All of the listening tests were repeated on Test System Two in the listening room of the other author. This system was composed of Goldmund speakers, Rowland Research custom-made electronics, and an Oracle Delphi turntable (with Mod Squad power supply) fitted with a Lustre GST-801 tonearm and Panasonic Model 451C strain gauge cartridge. The Meridian MCD and Nakamichi Dragon were used as before.

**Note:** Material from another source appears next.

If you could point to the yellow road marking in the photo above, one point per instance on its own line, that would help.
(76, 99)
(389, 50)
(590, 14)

Randall Research wires were used, slightly superior to the Mogami 2498-06 used elsewhere in the system. The notable characteristics of this system are two: First, because of its essentially line-level output, a strain-gauge cartridge eliminates the need for any low-level preamplification stage. This should result in an increase in clarity—or reduced electronic veiling—compared with the sound produced by a moving coil cartridge. Second, the Goldmund speakers, because of their sound dispersion pattern (combined with judicious use of Sonex to damp primary reflections), permitted a better assessment of imaging compared with System One.

Footnote 1: Charles E. Zeilig, whose PHD is in physiology, left medical research three years ago to pursue his hobby. Since then he has been an audio consultant at Listen Up, Inc. in Denver, Colorado. Listen Up sells the Nakamichi Dragon cassette deck, Apogee speakers, Goldmund speakers, Monster Cable Alpha 2 cartridge, and Mark Levinson electronics mentioned in the article. Jay L. Clawson, an engineering manager for Rockwell International, has been an avid audiophile for 15 years.

Footnote 2: In reality, this statement is based on the assumption that the cassette copying and playback process involves less degradation than either analog record or CD playback. This assumption could be tested by comparing the cassette to the master tape.—Larry Archibald

Footnote 3: The Rock turntable was used because it had demonstrated to us its superiority over a number of other high-end turntables in image focus and detailing.